Powers sceptical on Iran resolution deal

BERLIN - World powers played down prospects for a deal on new sanctions against Iran ahead of a meeting on Tuesday aimed at ratcheting up pressure on Tehran to curb its sensitive nuclear work.

The West suspects Iran is secretly pursuing an atomic bomb, but Tehran says its nuclear programme is for peaceful power generation.

U.S. Secretary of State Condoleezza Rice, arriving in Berlin for the meeting of foreign ministers from the five permanent U.N. Security Council members and Germany, said powers still had "some way to go" in agreeing a third U.N. sanctions resolution.

Host Frank-Walter Steinmeier said he hoped the meeting, which starts at 4:30 p.m. (3:30 p.m.

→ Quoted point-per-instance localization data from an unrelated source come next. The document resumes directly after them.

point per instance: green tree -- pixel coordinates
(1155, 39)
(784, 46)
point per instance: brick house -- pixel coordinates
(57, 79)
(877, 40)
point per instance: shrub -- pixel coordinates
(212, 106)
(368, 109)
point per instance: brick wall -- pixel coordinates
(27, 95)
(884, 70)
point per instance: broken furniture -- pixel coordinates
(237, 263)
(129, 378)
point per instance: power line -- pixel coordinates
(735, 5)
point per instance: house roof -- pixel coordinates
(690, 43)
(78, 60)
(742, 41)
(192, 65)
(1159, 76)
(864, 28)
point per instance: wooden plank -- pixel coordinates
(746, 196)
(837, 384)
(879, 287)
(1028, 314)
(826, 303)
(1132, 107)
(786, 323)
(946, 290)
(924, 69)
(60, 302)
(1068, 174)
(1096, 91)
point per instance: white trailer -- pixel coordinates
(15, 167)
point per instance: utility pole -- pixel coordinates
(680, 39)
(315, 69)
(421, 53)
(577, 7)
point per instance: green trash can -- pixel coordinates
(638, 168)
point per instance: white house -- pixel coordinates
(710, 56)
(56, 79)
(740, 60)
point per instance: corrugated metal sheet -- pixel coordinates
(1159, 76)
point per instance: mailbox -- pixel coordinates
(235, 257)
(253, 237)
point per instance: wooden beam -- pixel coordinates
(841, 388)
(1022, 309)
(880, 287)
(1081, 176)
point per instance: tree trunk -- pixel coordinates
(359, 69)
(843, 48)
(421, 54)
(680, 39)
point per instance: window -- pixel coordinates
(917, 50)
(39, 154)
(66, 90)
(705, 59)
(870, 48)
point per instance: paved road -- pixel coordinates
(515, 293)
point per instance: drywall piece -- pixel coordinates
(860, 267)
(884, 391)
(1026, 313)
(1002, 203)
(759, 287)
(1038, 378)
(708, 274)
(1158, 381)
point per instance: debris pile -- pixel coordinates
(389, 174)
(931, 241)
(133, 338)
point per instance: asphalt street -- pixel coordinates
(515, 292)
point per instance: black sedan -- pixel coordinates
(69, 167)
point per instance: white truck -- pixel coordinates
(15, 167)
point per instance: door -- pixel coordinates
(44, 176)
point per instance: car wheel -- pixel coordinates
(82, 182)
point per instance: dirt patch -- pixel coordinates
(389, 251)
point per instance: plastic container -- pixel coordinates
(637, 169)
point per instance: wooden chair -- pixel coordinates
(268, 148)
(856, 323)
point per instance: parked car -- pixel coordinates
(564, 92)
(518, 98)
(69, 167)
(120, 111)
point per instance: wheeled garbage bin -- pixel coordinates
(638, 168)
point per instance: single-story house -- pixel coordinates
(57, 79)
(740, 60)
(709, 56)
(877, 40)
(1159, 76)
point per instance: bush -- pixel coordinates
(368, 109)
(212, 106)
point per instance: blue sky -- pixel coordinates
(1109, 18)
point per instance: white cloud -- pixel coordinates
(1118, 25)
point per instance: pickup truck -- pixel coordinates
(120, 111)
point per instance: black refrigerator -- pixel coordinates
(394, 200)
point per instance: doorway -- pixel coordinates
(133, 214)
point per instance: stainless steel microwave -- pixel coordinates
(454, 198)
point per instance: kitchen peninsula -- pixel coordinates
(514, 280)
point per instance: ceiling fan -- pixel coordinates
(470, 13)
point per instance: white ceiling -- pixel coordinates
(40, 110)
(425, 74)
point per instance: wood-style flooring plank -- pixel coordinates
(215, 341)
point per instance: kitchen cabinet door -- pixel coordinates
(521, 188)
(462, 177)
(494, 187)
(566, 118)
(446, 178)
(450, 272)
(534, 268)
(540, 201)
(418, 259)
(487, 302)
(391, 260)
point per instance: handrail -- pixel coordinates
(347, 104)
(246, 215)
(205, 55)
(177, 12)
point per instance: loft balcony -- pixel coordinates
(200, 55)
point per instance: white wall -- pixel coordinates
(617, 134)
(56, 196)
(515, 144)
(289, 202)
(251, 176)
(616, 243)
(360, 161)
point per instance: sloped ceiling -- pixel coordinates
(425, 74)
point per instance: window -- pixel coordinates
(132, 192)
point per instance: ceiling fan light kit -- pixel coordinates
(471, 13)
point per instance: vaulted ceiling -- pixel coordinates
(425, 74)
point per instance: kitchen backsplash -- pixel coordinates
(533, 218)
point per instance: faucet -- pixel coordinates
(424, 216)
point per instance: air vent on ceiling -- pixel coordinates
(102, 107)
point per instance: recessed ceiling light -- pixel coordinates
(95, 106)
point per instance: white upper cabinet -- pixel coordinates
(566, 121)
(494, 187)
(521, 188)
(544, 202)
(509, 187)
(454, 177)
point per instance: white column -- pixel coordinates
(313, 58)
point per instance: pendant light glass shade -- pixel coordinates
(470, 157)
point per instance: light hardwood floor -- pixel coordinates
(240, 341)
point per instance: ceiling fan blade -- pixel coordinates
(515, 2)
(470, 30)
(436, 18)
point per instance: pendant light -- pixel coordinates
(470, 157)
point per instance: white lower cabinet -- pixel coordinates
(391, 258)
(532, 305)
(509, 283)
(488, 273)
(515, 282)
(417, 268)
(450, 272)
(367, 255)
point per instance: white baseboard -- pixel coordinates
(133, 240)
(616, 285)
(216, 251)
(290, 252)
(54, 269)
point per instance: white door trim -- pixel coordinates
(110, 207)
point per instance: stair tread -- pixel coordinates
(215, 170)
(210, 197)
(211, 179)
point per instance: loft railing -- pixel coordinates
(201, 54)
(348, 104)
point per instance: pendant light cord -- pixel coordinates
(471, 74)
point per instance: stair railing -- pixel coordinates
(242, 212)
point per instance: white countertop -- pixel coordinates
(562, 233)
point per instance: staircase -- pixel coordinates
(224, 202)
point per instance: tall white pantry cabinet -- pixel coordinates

British time), would show Iran the international community was united in its concern over the Islamic Republic's nuclear ambitions.

"I can't promise we will come out of this meeting with an agreement on how to proceed in the U.N Security Council, that we will agree on the text of a resolution and I can't tell you what new sanctions will look like," German Foreign Minister Steinmeier told ARD public television.

"But I am very optimistic that we can get results and show Iran that our concerns cannot be ignored, that the international community, including Russia and China, is united," he said.

Ahead of the meeting, Iran reiterated that new international sanctions would not stop it from pursuing its "legitimate and legal rights" to a nuclear programme.

Washington has spearheaded the drive for more punitive measures and is keen to ensure a new resolution tightens the noose on more Iranian state banks.

RUSSIA AND CHINA

Russia and China, both commercial partners of Iran, have hardened their opposition to tougher sanctions since a U.S. intelligence report last month said Iran had halted its nuclear weapons programme in 2003.

While both appear willing to accept a new resolution, they are seen as unlikely to accept measures that would hurt economic ties.

"China hopes it can achieve a resolution that raises pressure but does not risk serious economic fallout," said Yin Gang, an analyst at the Chinese Academy of Social Sciences.

Political directors from Britain, China, France, Germany, Russia and the United States narrowed differences in calls over the weekend, diplomats say.

But Rice said there were "still some gaps to close" and suggested the Berlin meeting, which is scheduled to last just 1-1/2 hours, would focus on longer-term strategy more than detailed negotiations on a resolution.

International Atomic Energy Agency (IAEA) director Mohamed ElBaradei won agreement from Iran this month to answer questions about its past covert nuclear work within four weeks and some countries may prefer to wait before agreeing new steps.

The foreign ministers last met to discuss Iran in September in New York and have made little tangible progress since then.

China said on Tuesday that the nuclear standoff, which dates back to 2002, had reached a "critical moment".